A childhood fascination with space was cemented into a career choice for Alan Harris on October 4, 1957, with the launch of Sputnik. It took three undergraduate years at Caltech to discover that the fledgling field of planetary science was springing up as a branch of geology, not astronomy. Following a hasty reorganization of his undergraduate studies, Harris went on to graduate school at UCLA pursuing theoretical studies of planetary formation, with emphasis on orbital and rotational dynamics. From graduate school he entered directly into a research staff position at Jet Propulsion Laboratory from which he recently retired after 28 years.
Harris’ primary research interest is in asteroids, particularly those wayward “Near-Earth Objects” (NEOs) that cross the orbit of the Earth and can slam into the Earth with devastating effects, as they have in the past. Over the last decade, Harris has advised various U.S. and foreign government commissions on the impact hazard and what to do (and not do) about it.
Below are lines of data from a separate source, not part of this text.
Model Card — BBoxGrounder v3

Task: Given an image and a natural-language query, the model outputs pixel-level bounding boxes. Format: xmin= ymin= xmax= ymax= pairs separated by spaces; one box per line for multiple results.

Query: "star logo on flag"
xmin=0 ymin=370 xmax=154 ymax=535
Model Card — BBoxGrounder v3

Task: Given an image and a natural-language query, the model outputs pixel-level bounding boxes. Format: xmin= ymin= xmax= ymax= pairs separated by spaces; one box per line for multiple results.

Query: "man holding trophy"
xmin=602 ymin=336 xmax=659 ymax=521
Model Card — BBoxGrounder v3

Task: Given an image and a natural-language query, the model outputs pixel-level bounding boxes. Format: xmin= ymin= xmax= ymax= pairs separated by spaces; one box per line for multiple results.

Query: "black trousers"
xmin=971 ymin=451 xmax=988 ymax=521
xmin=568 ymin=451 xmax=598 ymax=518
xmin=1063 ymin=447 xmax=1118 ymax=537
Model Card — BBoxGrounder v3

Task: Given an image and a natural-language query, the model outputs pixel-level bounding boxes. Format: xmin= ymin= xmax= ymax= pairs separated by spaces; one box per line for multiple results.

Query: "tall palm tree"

Harris has also maintained a hobby interest in pseudoscience and paranormal claims, mainly as cautionary examples of science gone wrong. He recently participated in the “Fourth World Skeptics Conference” to present an astronomical example of “pathological science,” a claim that the Earth is being pelted by tens of “house-sized comets” every minute and that these are the origin of the oceans. Most recently, on the first anniversary of 9/11, Harris (along with co-author Clark Chapman) wrote “A Skeptical Look at September 11th” in Skeptical Inquirer, in which they question the rationality or efficacy of both individual and government responses in the name of homeland security.